Of course, some people like to maintain a bunch of accounts for different things, but I’ve found personally that that becomes an unnecessary energy drain.
So, you’ll start by drawing the cash flowing from your income stream(s) into your central checking account (or accounts, if you maintain joint finances with someone in a “yours, mine, and ours” fashion).
The 401(k) contribution (or 403(b), or HSA, or…you get the picture) has to come directly from the paycheck, too, and that’s great—so make sure you’re demonstrating that on your money map somewhere.
🩹 Emergency fund
If you’re still growing your emergency fund, draw a line from checking to savings to represent your monthly flow of cash. If your emergency savings are already funded, set it off to the side to visualize its “reserve” status—like an account waiting in the wings.
If you have a habit of “over”-saving (and therefore “under”-investing), this mental separation can help you see where it might be more helpful to reroute extra funds to a more growth-y destination.
You may also have other savings or investing goals that you’re actively funding—like for a house down payment or future childcare—so you can draw those little metaphoric buckets as well.
Spending
Most of my spending—necessary and discretionary—happens on credit cards, which I pay for out of the checking account. There are a ton of reasons to use credit instead of debit cards: security against fraud risk, cash back, points…the list goes on.
But sometimes you have to pay something with a direct withdrawal (like my rent). I like to note that in my map where it makes sense.

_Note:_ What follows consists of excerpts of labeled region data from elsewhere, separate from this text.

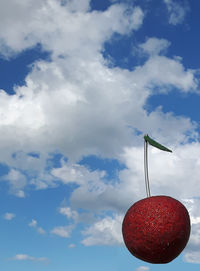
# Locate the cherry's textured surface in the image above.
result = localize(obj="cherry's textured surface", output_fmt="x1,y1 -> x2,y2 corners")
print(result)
122,196 -> 190,263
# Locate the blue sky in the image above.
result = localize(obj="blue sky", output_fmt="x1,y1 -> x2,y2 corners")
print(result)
0,0 -> 200,271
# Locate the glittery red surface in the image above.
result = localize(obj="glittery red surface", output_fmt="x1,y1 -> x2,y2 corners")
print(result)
122,196 -> 190,263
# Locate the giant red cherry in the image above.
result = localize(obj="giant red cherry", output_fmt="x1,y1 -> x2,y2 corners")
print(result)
122,196 -> 190,263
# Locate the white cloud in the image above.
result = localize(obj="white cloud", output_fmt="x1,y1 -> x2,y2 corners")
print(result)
28,219 -> 46,234
59,206 -> 78,221
164,0 -> 189,25
51,225 -> 74,238
11,254 -> 49,263
0,4 -> 199,258
139,37 -> 171,55
82,215 -> 123,246
0,0 -> 144,57
4,213 -> 16,220
183,198 -> 200,263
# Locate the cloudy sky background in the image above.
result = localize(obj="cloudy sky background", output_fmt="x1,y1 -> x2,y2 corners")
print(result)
0,0 -> 200,271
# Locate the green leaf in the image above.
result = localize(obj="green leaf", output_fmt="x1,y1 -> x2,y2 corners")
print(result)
144,135 -> 172,152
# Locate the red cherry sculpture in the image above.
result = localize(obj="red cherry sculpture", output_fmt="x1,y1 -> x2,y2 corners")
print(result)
122,196 -> 190,263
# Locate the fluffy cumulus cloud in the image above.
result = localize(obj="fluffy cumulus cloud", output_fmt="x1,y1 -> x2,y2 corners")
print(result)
0,0 -> 200,259
164,0 -> 189,25
82,215 -> 123,246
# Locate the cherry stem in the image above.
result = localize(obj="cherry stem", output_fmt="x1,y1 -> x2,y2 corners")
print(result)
144,135 -> 151,198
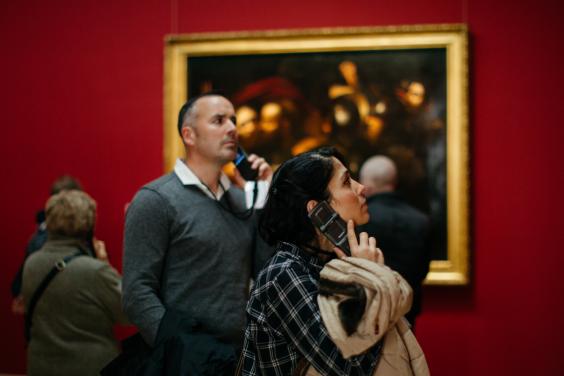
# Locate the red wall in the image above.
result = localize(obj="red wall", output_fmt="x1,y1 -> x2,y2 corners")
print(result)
0,0 -> 564,375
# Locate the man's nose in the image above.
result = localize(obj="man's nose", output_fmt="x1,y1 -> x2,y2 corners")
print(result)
355,181 -> 366,196
227,119 -> 237,133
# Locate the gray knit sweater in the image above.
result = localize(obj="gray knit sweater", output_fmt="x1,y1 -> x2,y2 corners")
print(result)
123,173 -> 272,346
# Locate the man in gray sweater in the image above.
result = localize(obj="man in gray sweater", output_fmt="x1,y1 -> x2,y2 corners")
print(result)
122,94 -> 272,348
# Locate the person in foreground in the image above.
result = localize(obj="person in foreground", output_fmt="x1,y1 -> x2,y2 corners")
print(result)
239,148 -> 428,375
22,190 -> 127,376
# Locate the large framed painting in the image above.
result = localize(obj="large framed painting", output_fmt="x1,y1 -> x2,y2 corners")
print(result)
164,25 -> 470,285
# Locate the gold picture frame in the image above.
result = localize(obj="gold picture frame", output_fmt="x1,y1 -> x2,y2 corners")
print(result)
164,24 -> 470,285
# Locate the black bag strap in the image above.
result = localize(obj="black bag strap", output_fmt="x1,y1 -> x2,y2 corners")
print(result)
24,250 -> 84,342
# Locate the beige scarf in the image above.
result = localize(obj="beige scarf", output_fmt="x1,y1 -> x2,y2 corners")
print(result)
306,257 -> 430,376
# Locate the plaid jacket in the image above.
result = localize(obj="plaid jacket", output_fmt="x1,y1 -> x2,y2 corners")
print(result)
242,243 -> 381,376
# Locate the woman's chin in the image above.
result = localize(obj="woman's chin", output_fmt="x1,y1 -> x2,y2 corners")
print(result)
356,213 -> 370,226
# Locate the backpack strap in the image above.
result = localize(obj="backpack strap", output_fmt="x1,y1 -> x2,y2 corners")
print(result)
24,250 -> 84,342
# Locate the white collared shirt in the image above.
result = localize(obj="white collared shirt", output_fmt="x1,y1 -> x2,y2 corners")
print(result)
174,158 -> 231,200
174,158 -> 270,209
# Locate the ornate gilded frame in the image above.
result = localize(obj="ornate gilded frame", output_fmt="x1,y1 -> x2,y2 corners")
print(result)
163,24 -> 470,285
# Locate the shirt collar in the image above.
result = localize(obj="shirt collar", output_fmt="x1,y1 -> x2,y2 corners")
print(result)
174,158 -> 231,200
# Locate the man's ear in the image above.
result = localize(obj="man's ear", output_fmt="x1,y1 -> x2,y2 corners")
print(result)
181,126 -> 195,146
306,200 -> 319,213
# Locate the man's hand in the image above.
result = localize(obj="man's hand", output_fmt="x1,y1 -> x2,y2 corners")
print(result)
233,154 -> 272,188
247,154 -> 272,183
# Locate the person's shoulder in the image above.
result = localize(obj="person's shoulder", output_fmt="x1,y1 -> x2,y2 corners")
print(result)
140,172 -> 181,193
257,249 -> 310,288
134,173 -> 181,201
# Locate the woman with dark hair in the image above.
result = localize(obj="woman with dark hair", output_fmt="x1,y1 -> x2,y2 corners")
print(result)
239,148 -> 428,375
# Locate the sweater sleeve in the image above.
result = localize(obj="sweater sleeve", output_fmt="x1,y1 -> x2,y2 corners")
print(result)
122,188 -> 170,345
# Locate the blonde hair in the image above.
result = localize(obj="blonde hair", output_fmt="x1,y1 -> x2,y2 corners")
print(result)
45,190 -> 96,238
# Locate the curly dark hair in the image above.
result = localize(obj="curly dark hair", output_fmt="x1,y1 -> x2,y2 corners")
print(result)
259,147 -> 347,245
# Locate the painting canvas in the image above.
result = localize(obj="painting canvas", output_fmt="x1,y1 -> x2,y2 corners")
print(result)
165,26 -> 469,284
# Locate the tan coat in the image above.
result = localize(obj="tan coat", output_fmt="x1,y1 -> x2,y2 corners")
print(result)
316,257 -> 430,376
22,240 -> 126,376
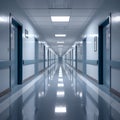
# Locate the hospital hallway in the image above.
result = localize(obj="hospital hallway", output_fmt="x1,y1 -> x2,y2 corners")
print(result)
0,64 -> 120,120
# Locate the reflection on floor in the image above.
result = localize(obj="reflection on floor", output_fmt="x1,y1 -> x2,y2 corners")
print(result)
0,65 -> 120,120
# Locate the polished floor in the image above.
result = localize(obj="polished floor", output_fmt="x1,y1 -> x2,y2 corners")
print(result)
0,65 -> 120,120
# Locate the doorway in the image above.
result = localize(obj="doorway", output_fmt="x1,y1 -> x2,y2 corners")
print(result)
98,18 -> 111,89
10,17 -> 22,88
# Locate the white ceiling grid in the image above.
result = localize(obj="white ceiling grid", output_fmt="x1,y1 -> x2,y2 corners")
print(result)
17,0 -> 100,55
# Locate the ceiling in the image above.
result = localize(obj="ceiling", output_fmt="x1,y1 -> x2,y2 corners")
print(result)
17,0 -> 102,55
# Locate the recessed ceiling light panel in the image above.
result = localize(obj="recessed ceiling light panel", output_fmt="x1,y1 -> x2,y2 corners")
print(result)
51,16 -> 70,22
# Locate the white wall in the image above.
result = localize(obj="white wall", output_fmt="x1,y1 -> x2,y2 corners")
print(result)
0,0 -> 38,93
81,0 -> 120,80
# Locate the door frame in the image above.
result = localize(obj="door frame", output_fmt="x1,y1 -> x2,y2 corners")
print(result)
98,15 -> 111,88
9,13 -> 23,88
83,38 -> 86,75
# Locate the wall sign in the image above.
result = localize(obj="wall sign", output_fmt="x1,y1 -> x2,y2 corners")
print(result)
94,36 -> 97,52
25,29 -> 28,38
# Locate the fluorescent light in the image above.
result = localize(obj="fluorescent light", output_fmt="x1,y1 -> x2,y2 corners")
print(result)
57,41 -> 64,44
58,78 -> 63,82
58,83 -> 64,87
51,16 -> 70,22
55,34 -> 66,37
58,45 -> 63,48
112,16 -> 120,22
55,106 -> 67,113
0,16 -> 8,23
57,91 -> 65,97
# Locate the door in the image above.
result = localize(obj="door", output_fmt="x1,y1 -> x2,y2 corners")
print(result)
11,24 -> 18,88
103,24 -> 110,88
35,38 -> 38,75
10,18 -> 23,88
83,38 -> 86,75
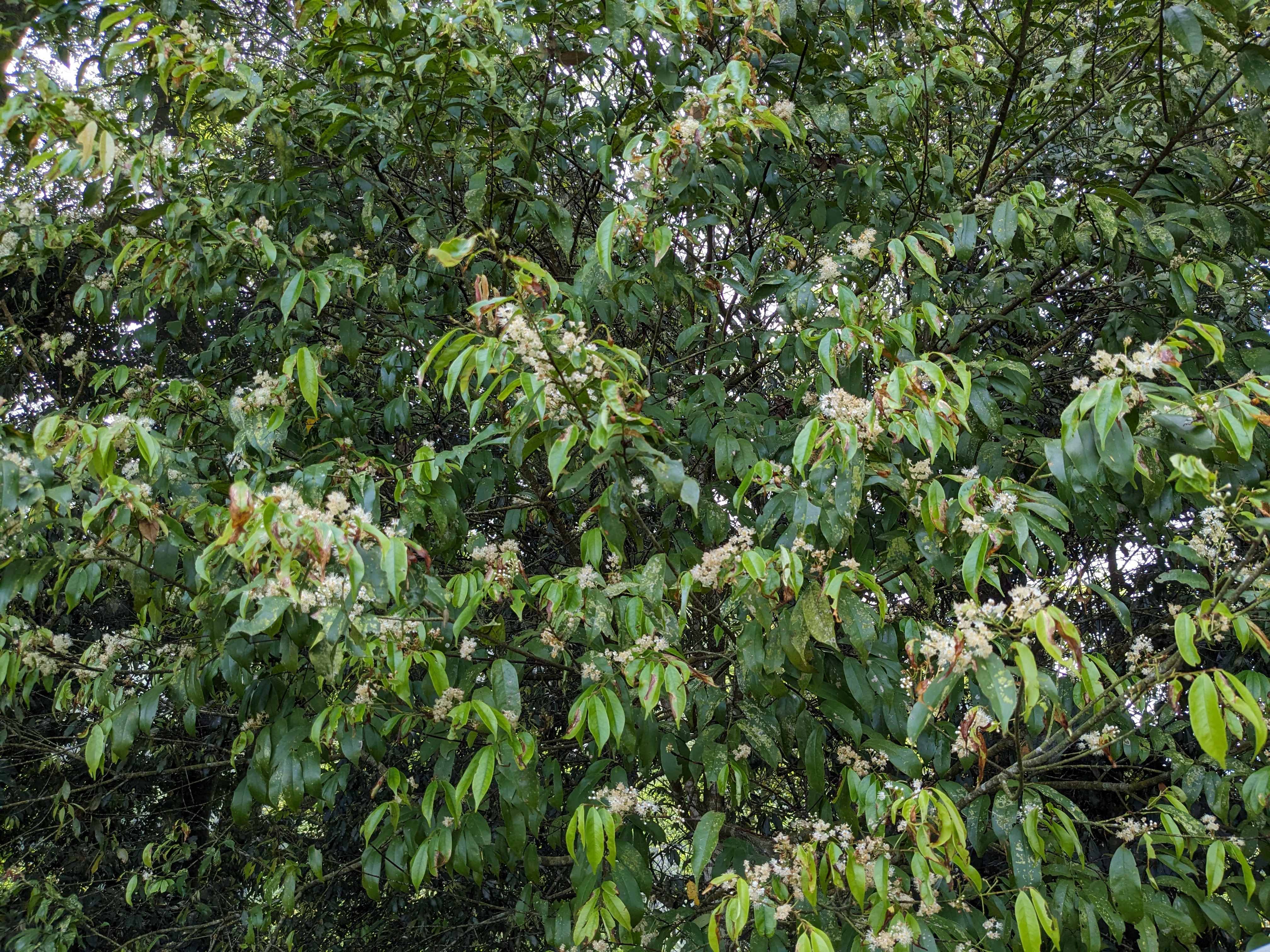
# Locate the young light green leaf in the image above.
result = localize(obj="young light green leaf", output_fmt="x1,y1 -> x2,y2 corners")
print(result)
278,268 -> 305,320
1015,890 -> 1040,952
1174,614 -> 1199,666
1107,847 -> 1143,923
296,347 -> 320,416
547,424 -> 579,489
692,810 -> 726,880
596,208 -> 620,278
1186,674 -> 1228,767
428,235 -> 476,268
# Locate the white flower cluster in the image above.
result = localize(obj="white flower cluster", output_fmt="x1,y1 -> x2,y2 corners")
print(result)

While you shouldn’t find yourself in a position where you need to be actively transferring money into checking from savings to pay your credit cards, I like to know when there’s a big-ticket item that’s going to be taken directly out of checking instead of funneled through a credit card with a “delayed” due date.
Post-tax investments
When you open a post-tax investing account like a Roth IRA or a regular taxable account, you have to deposit money directly into those accounts from checking or savings. Remembering to do this on an ongoing basis as you earn every month can be tedious, so I like to set up bimonthly auto-transfers that happen in the days following when I get paid (though in recent years as my income has become increasingly variable, I tend to manually check at the end of every month and make manual transfers, too).
Taxes
There’s a big missing piece of the visual puzzle above. Can you spot it? Taxes. Taxes will also be paid directly from your paychecks, so if you want to note it, you can. I recently sat down with a spreadsheet and listed our income, spending, and total tax burden, and was shocked at the pie chart that got spit out: We’ve paid more in taxes this year than we’ve spent on everything else combined.
That made me realize it probably makes sense to hire an accountant to double-check our tax strategy, vs. stressing about an incremental few hundred bucks spent here or there. (It also reminded me that now’s the time to invest in the business via #WRITEOFFS, if anything comes to mind.)
🫰 Why it works
Besides the fact that you can whip out the highlighters and touch real paper for the first time in months, money mapping helps you diagnose large trends in your financial life. (Bonus: If you draw things to scale, I bet the insights will become even more valuable.)
It can also help reveal gaps in your own understanding. If you start filling in numbers and realize that you don’t actually know where part of your income is going every month, it can help visually guide you toward possible solutions.
For example, when I saw that 57% of my investing was going into a taxable investing account, it made me wonder if there were other tax-advantaged options I could—*ahem*—take advantage of first besides my 401(k) and Roth IRA. (Spoiler alert: I ended up contributing more to my HSA and opening a Solo 401(k) for my self-employment income.)